There’s no harm in wanting to be the best, upset the established order, and become the new top dog in a medium that’s been ruled by one company above all others for as long as anybody can remember, but the timing of Netflix stepping in to partner up with Skydance Animation following the dissolution of its deal with Apple is nothing if not suspect.
After all, it was quite literally last week that the streaming service announced it would be restructuring the department, which included the shelving of two original feature films and job losses, hardly ideal considering Netflix was coming hot off the back of Guillermo del Toro’s Pinocchio winning the Academy Award for Best Animated Feature, emerging triumphant from a shortlist that also included The Sea Beast.

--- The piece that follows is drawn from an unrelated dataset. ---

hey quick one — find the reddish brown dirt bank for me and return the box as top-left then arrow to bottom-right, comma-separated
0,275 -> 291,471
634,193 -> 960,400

With that in mind, Redd Hastings exclaiming his enthusiasm at securing a third-party agreement and building the platform’s catalogue of exclusive animated movie comes off as a touch crass given the circumstances, especially when he’s making no bones about the company’s desire to defeat Disney.
“[We’re] very fired up about catching them in family animation, maybe eventually passing them, we’ll see.”
Firing your own in-house animators and scrapping projects that had been developed at Netflix from the ground up doesn’t seem to be the best way of going about it, but from a business perspective it’s inarguably easier for the streamer to pick up the likes of its freshly-acquired and star-studded Spellbound than investing larger sums of cash into titles that originated from within its own walls.